Nine cybersecurity agencies spanning the United States, United Kingdom, Australia, Canada, New Zealand, Estonia, Finland, France, and Italy released a coordinated advisory warning that FSB Center 16 — Russia’s Federal Security Service hacking unit — has been systematically exploiting network routers to reach critical infrastructure organizations globally. The advisory documents a sustained campaign that combines SNMP scanning with a years-old Cisco vulnerability to extract device configurations and map the internal architecture of energy, healthcare, defense, and financial networks.
How FSB Center 16 Uses SNMP Scanning and CVE-2018-0171 to Access Critical Networks
The advisory describes a consistent attack sequence that begins with the group scanning internet-facing routers for devices using default or weak SNMP community strings. SNMP is used for remote device management, and routers still relying on well-known default strings expose their configurations to any attacker who probes for them. After identifying a vulnerable device, FSB Center 16 moves to active exploitation.
CVE-2018-0171 Exploitation and TFTP Configuration File Exfiltration
The group exploits CVE-2018-0171 — a flaw in Cisco’s Smart Install protocol — to execute commands on the targeted router. Attackers then use IP spoofing to copy device configuration files and transmit them to attacker-controlled servers via TFTP (Trivial File Transfer Protocol). Router configuration files contain authentication credentials, routing tables, and internal network topology, giving FSB Center 16 a detailed map of the target organization’s infrastructure without triggering endpoint or server-level security tools. The attack occurs entirely at the network device layer, where most organizations have the least visibility. The advisory confirms CVE-2018-0171 exploitation has been active in this campaign since November 2021.

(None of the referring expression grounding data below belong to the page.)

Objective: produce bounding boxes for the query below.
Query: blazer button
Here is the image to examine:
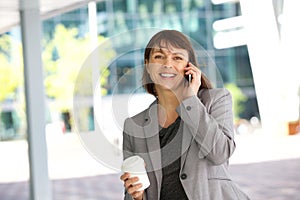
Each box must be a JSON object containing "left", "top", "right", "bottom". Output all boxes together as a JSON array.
[
  {"left": 180, "top": 173, "right": 187, "bottom": 180},
  {"left": 186, "top": 106, "right": 191, "bottom": 111}
]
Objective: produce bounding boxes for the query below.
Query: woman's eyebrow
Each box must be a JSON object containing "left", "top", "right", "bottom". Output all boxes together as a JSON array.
[
  {"left": 172, "top": 52, "right": 185, "bottom": 56},
  {"left": 152, "top": 48, "right": 163, "bottom": 53},
  {"left": 153, "top": 48, "right": 186, "bottom": 56}
]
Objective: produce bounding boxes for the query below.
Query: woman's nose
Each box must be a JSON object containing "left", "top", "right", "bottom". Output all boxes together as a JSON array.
[{"left": 163, "top": 57, "right": 173, "bottom": 68}]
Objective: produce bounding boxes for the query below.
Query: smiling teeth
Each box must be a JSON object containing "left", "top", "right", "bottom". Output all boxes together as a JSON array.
[{"left": 160, "top": 73, "right": 175, "bottom": 77}]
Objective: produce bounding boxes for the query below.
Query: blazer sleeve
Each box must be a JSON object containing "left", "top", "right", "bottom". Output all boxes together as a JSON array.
[
  {"left": 176, "top": 88, "right": 236, "bottom": 165},
  {"left": 122, "top": 118, "right": 148, "bottom": 200},
  {"left": 123, "top": 118, "right": 134, "bottom": 160},
  {"left": 123, "top": 118, "right": 133, "bottom": 200}
]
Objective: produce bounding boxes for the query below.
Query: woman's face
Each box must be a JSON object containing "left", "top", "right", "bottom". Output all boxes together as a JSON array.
[{"left": 145, "top": 45, "right": 189, "bottom": 92}]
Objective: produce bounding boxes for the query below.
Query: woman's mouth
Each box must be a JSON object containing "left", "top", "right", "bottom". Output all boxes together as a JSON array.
[{"left": 159, "top": 73, "right": 176, "bottom": 78}]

The group operates under multiple tracking designations across different intelligence communities — Berserk Bear, Energetic Bear, Ghost Blizzard, Static Tundra, Dragonfly, and Crouching Yeti — all referring to the same FSB Center 16 unit.
Six Critical Infrastructure Sectors Under Active FSB Center 16 Targeting
The advisory identifies six sectors under direct threat: energy, communications, defense industrial base, healthcare, financial services, and state and local government. The sector selection reflects Russian state intelligence priorities centered on mapping Western infrastructure with both espionage value and potential disruptive utility. The campaign has persisted for years while relying on an eight-year-old Cisco vulnerability — an indicator that FSB Center 16 found these techniques effective against a substantial proportion of real-world target networks.
The Nine-Country Coalition and the Required Defensive Measures
Co-signatories span the Five Eyes intelligence alliance plus Estonia, Finland, France, and Italy. The inclusion of NATO partners beyond the traditional Five Eyes group signals a collective assessment that FSB Center 16’s router campaign has affected or credibly threatens critical infrastructure across a broader set of Western nations than previous advisories addressed. The joint format prevents individual agencies from issuing disparate warnings that threat actors could treat as geographically bounded.
Four Technical Defenses the Advisory Mandates Against FSB Center 16 Techniques
The advisory specifies four concrete mitigations. Organizations should upgrade to SNMPv3, which adds authentication and encryption absent from earlier versions, closing the community-string scanning entry point FSB Center 16 exploits. Cisco Smart Install should be disabled on any device that does not require it, eliminating the CVE-2018-0171 attack surface. Edge firewalls should block TFTP and SNMP traffic to prevent configuration exfiltration even when earlier controls fail. Finally, organizations should audit and replace end-of-life network equipment that can no longer receive security patches — a direct acknowledgment that aging hardware on unsupported firmware versions is a primary enabling factor in the campaign’s continued effectiveness.
Why This Nine-Country Publication Carries Strategic Weight
Bilateral or Five Eyes advisories are standard instruments of threat communication. A nine-country document signals that signatory agencies collectively assessed FSB Center 16’s activity as requiring a broader coordinated response than private channels or bilateral diplomatic contacts could adequately address.
The advisory does not identify specific compromised organizations or disclose how many networks FSB Center 16 has penetrated. The simultaneous warning across all six sectors suggests the group has achieved demonstrated access within each category, not merely attempted to target them. The combination of default SNMP community strings and an unpatched 2018 Cisco vulnerability remaining effective against production networks in 2026 is a direct indicator of how infrequently foundational network device security receives the same sustained attention as endpoint and application security in many operational environments. Organizations running Cisco devices with Smart Install still enabled and SNMP configured with default community strings should treat this advisory as confirmation of active targeting against infrastructure of their type.